170Ferner ist die Antragstellerin der Ansicht, dass auch die gesetzlichen Regelungen über die Auswertung und Übermittlung der bevorrateten Internetzugangsdaten durch die Dienstanbieter die grundrechtlichen Anforderungen verfehlten. So würden die gemäß § 113b TKG zu speichernden Daten in zu weitem Umfang für Bestandsdatenauskünfte im Sinne des § 113 TKG zur Verfügung gestellt. § 113c Abs. 1 Nr. 3 TKG erlaube es den Anbietern von Internetzugangsdiensten, die auf der Grundlage des § 113b Abs. 3 TKG bevorrateten Internetzugangsdaten zu verwenden, um eine IP-Adresse zuzuordnen. Diese Erlaubnis gehe zu weit und verletze darum Art. 10 GG sowie Art. 7 und 8 EuGRCh. Zudem erlaube § 113 Abs. 1 Sätze 1 und 3, Abs. 2 Satz 1 TKG in Verbindung mit § 113c Abs. 1 Nr. 3 TKG im repressiven Bereich die Verwendung von Vorratsdaten nicht nur zur Verfolgung von Straftaten, sondern auch zur Verfolgung von Ordnungswidrigkeiten. Ein abschließender Katalog besonders gewichtiger Ordnungswidrigkeiten, wie ihn das Bundesverfassungsgericht in seinem Urteil zur Vorratsdatenspeicherung fordere, fehle. Schließlich erlaube § 113 Abs. 1 Sätze 1 und 3, Abs. 2 Satz 1, Abs. 3 Nr. 3 TKG in Verbindung mit § 113c Abs. 1 Nr. 3 TKG die Datenverwendung allgemein zur Erfüllung der gesetzlichen Aufgaben der Nachrichtendienste. Damit würden die Vorratsdaten hinsichtlich dieser Behörden für Auskunftszwecke geöffnet, die weit im Vorfeld konkreter Gefahren liegen können.

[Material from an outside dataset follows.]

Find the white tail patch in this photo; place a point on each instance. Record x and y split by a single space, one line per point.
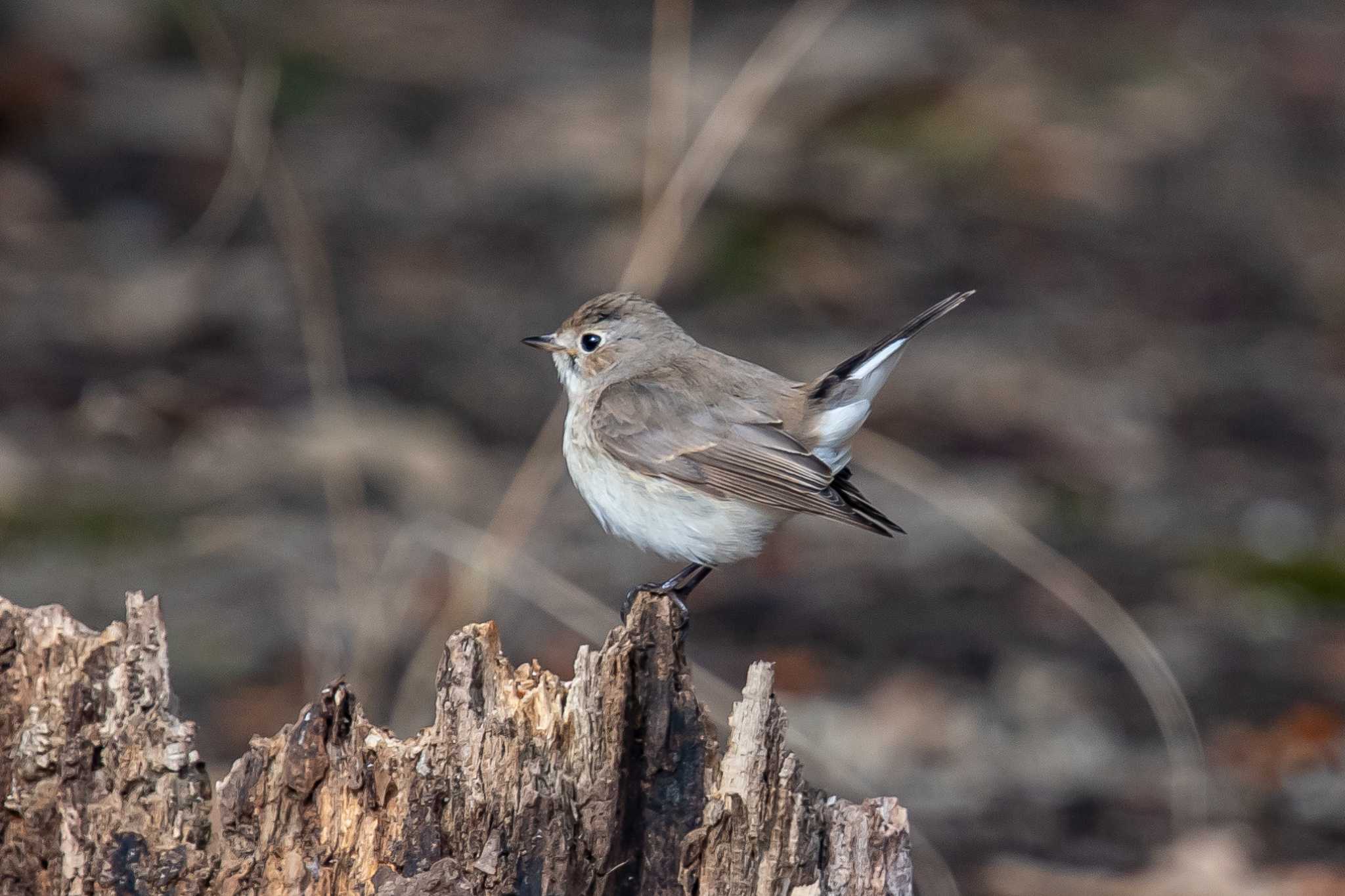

171Unabhängig davon, ob die Antragstellerin, die ihre diesbezüglichen Einwände (wiederum) an Grundrechtsverletzungen ihrer Kunden anknüpft, aus diesem Grunde hiermit im vorliegenden Verfahren gehört werden kann, ist hervorzuheben, dass die genannten Regelungen den Dienstanbietern zwar erlauben, zur Beantwortung einer Bestandsdatenabfrage auf die verpflichtend zu speichernden Daten zurückzugreifen, um dann auf dieser Basis das Auskunftsersuchen zu beantworten. Es findet aber – anders als bei einem Ersuchen auf der Grundlage des § 100g StPO - keine direkte Übermittlung von Daten an die ersuchende Behörde statt, vielmehr ist der Dienstanbieter „nur“ zur Auskunft verpflichtet. Nach der Rechtsprechung des Bundesverfassungsgerichts sind für solche Auskünfte weniger strenge Anforderungen zu stellen. Insbesondere sah es den Rückgriff auf die nach der Vorgängerregelung auf der Grundlage des § 113a TKG a.F. gespeicherten Daten für Bestandsdatenauskünfte ohne vorherige richterliche Anordnung für die Verfolgung von Straftaten aller Art und allgemein auch für die Aufgaben der Gefahrenabwehr und der Nachrichtendienste als verfassungsrechtlich zulässig an,
172vgl. BVerfG, Urteil vom 2. März 2010, a.a.O., juris, Rn. 289.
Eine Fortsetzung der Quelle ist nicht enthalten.